Durant finished with 23 points on 8-of-11 shooting, including 4-of-7 from 3-point range, and added eight rebounds and six assists. With a 3-pointer midway through the first quarter, he passed Carmelo Anthony (336 points) for the top spot on the list and now has 354 points.
This is the third Olympics for Durant, who was USA Basketball’s leading scorer for the gold medal winning teams in both London and Rio. If the U.S. wins gold in Tokyo as well, Durant will match Anthony’s record of three Olympic men’s basketball gold medals.
“I just think about all the players that played in this program and (it’s) pretty cool to be amongst names like that,” said Durant. “Carmelo is a guy that I played on two Olympic teams with, and I've seen his approach to these games, and I try to steal some of his techniques and approach. I don’t know, it is still pretty weird for me to do stuff like this, because I play a team sport and I try my hardest to make it about the group. But it is special to do something like that. And scoring is something that I worked on my whole career and something that I've expanded my whole career and to consistently do it is pretty cool.”
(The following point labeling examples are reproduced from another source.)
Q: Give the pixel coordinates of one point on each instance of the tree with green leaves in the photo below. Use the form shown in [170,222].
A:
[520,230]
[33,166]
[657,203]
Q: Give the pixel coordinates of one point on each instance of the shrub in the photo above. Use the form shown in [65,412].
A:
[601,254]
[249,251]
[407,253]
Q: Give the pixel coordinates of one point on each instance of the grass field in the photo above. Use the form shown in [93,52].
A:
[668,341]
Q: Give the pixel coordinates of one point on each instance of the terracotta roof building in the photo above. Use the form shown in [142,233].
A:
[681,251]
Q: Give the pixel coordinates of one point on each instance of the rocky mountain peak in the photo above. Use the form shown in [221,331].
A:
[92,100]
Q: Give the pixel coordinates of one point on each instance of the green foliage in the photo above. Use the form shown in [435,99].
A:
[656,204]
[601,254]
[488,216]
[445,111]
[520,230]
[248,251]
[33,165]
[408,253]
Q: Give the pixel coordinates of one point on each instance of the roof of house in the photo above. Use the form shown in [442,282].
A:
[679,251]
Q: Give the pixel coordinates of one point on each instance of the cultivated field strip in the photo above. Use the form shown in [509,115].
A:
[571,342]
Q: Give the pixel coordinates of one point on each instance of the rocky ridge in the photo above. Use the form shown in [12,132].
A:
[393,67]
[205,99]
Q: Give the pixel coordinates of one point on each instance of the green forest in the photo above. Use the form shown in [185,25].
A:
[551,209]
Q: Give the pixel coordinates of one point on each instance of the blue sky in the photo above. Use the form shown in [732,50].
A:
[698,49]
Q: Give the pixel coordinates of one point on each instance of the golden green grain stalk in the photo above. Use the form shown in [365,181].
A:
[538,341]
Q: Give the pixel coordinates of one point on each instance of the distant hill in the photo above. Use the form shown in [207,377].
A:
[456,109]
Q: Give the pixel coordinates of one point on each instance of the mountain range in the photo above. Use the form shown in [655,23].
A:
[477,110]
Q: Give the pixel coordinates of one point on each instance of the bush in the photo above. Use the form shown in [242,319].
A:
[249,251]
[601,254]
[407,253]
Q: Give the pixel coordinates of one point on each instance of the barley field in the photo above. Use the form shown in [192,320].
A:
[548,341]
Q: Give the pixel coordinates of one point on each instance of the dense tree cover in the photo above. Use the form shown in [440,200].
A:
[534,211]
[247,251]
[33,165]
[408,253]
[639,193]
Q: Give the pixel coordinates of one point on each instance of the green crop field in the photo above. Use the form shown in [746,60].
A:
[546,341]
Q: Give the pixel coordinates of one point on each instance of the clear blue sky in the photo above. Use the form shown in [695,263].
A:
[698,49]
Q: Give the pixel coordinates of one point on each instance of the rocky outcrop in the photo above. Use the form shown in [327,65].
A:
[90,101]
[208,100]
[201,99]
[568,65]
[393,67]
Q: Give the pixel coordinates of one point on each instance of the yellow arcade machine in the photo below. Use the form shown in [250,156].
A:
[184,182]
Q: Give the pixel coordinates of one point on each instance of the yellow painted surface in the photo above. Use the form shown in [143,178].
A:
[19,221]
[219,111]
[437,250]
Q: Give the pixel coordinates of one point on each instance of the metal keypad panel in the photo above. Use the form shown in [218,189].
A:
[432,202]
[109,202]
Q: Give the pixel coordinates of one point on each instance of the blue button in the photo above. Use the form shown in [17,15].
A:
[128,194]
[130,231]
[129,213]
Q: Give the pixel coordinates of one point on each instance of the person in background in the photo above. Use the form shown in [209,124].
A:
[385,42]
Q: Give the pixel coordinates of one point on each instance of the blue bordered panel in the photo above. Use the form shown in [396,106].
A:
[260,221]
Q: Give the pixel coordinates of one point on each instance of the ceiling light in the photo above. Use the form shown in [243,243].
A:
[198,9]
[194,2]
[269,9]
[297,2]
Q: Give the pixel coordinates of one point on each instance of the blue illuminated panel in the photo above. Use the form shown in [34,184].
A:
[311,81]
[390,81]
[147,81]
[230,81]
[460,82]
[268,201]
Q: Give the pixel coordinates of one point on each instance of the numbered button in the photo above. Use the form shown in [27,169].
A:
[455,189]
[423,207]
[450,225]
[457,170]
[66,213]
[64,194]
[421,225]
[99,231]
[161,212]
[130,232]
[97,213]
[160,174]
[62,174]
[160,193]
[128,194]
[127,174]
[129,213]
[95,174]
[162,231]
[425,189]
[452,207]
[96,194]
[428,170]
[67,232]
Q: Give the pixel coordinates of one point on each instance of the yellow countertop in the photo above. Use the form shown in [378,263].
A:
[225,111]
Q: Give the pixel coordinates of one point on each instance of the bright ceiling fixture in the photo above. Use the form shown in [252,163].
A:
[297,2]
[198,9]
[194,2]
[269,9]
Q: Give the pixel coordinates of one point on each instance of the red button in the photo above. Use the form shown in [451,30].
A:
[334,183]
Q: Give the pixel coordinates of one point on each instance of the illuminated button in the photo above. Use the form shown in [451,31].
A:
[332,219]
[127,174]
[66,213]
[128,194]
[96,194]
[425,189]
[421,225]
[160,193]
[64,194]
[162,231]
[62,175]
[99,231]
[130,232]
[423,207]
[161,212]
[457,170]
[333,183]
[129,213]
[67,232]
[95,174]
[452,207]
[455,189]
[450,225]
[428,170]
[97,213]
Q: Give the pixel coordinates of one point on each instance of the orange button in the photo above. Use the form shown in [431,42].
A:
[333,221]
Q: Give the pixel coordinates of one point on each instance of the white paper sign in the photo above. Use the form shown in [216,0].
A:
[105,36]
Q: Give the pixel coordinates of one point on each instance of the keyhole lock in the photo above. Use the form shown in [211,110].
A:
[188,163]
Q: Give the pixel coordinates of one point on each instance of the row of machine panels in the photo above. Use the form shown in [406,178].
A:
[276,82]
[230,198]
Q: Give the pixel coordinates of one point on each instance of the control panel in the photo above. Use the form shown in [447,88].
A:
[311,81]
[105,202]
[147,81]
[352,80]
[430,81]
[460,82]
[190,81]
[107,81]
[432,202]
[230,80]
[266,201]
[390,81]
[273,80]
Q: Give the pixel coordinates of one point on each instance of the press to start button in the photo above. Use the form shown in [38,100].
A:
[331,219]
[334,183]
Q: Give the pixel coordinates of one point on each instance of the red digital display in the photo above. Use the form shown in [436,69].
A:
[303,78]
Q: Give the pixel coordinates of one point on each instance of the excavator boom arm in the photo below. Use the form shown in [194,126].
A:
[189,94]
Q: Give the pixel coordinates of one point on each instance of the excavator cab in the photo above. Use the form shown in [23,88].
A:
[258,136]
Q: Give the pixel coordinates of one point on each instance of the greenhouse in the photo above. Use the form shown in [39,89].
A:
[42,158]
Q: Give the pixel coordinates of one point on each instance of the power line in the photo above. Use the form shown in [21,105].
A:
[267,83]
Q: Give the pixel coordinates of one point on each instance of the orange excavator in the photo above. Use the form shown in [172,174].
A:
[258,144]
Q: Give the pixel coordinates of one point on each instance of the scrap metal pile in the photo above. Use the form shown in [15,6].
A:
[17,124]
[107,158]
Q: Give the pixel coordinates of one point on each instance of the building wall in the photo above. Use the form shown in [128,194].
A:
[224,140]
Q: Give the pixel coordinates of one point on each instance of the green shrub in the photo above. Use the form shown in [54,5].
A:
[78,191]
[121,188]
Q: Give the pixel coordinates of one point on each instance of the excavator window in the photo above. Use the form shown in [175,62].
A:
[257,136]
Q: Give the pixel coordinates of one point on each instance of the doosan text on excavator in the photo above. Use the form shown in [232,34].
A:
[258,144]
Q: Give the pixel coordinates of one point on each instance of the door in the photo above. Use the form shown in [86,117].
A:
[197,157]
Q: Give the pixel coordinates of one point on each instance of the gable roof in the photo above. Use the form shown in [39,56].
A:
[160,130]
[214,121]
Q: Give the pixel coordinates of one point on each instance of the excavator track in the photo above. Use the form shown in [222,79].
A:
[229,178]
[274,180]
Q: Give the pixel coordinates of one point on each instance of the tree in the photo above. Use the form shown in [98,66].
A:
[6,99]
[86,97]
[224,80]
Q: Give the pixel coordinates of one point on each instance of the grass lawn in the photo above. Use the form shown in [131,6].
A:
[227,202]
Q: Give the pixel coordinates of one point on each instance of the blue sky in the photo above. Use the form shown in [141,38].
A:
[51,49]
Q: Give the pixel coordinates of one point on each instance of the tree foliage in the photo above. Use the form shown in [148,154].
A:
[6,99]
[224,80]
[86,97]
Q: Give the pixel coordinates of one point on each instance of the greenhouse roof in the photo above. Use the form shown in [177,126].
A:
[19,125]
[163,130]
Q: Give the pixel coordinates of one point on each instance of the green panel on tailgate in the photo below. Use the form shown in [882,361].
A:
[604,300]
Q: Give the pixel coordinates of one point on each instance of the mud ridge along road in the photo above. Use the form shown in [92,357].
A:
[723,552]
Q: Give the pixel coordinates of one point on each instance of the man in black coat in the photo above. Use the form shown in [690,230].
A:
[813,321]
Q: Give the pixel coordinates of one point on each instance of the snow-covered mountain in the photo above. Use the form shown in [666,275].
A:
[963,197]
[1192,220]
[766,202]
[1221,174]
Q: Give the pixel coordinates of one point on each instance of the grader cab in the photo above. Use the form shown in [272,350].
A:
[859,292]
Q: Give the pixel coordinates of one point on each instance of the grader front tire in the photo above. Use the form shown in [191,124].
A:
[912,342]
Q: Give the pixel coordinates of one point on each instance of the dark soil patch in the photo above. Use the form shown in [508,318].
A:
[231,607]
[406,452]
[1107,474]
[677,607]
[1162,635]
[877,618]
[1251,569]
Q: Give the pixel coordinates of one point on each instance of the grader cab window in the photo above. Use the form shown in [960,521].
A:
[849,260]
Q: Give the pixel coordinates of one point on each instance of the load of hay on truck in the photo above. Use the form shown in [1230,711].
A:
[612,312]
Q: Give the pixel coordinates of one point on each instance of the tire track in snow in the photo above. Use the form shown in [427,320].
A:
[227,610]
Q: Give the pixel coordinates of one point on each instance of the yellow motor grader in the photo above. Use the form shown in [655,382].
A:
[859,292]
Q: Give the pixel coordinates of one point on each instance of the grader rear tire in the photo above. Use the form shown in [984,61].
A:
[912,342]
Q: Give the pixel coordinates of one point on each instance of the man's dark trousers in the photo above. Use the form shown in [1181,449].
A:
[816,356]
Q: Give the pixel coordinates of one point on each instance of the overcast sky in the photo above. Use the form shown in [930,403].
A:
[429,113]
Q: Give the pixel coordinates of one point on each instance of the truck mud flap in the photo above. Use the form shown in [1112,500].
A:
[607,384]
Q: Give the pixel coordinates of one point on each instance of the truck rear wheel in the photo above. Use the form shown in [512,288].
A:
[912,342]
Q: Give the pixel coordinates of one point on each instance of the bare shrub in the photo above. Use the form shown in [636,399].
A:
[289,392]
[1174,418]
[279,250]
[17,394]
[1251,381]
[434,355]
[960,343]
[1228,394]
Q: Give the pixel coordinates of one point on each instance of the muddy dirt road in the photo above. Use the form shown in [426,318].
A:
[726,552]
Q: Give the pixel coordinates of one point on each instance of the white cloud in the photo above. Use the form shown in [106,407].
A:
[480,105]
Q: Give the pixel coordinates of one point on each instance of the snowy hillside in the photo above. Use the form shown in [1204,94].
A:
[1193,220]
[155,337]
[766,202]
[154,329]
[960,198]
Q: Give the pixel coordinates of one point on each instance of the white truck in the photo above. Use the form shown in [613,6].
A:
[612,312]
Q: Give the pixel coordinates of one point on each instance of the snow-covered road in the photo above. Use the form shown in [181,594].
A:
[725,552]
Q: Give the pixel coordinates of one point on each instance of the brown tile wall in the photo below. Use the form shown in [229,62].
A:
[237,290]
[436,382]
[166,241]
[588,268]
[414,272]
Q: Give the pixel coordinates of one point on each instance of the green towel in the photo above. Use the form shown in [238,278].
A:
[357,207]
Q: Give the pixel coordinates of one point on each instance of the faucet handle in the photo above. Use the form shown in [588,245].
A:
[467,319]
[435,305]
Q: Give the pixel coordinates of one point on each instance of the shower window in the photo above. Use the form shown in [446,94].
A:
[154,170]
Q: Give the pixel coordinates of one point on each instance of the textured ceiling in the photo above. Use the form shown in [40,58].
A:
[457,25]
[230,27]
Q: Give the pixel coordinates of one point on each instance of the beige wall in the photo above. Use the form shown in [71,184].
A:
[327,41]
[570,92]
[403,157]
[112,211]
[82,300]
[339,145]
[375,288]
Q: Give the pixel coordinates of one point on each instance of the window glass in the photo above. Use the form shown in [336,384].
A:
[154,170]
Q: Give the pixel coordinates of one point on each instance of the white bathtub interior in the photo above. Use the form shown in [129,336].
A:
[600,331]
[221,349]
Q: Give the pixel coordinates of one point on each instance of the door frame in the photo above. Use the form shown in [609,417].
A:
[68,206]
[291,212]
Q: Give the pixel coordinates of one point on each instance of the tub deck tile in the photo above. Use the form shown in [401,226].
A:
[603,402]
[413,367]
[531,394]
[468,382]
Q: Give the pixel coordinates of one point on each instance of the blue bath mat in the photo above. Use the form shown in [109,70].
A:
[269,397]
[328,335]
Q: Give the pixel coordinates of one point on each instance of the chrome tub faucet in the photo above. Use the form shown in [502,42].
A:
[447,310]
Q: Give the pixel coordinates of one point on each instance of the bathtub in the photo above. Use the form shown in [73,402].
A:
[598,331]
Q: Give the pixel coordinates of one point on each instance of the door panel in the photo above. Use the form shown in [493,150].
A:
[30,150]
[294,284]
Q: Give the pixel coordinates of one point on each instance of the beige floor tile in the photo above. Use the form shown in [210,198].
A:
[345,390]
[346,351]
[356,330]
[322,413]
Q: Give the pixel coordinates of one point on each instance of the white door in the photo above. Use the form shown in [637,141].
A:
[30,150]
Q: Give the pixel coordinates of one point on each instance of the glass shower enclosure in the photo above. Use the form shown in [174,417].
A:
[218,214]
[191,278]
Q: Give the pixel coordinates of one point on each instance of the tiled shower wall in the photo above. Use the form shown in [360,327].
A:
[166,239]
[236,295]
The win over the Czech Republic was the second straight rout for the American men after they dropped their Olympic opener to France. They advance to the knockout round that begins with the quarterfinals on Aug. 3, although the first of those four games will begin at 9 p.m. Eastern Time on Monday, Aug. 2.
Durant, twice the USA Basketball Male Athlete of the Year, is one of only two players on the roster with Olympic experience, along with Draymond Green.
“It’s basketball at the end of the day, and these guys are all world talents, all-stars, guys who've been the best players on their teams,” said Durant. “So, I don’t say much to them. It's just a simple game at the end of the day. But a lot of guys do actually ask me about the experience. For example, a lot of guys asked me about the Opening Ceremony. They ask me about the teams we played back then. But it's not like giving them strategy or telling them technique. It’s basketball at the end of the day, and these guys know it. They’re high IQ players. Just giving them my past experiences, telling a couple stories here and there, I guess that's really what it would have been like. But I try to just lead by example by just going out there and being a great teammate in practice, working as hard as I can and just leaving it at that.”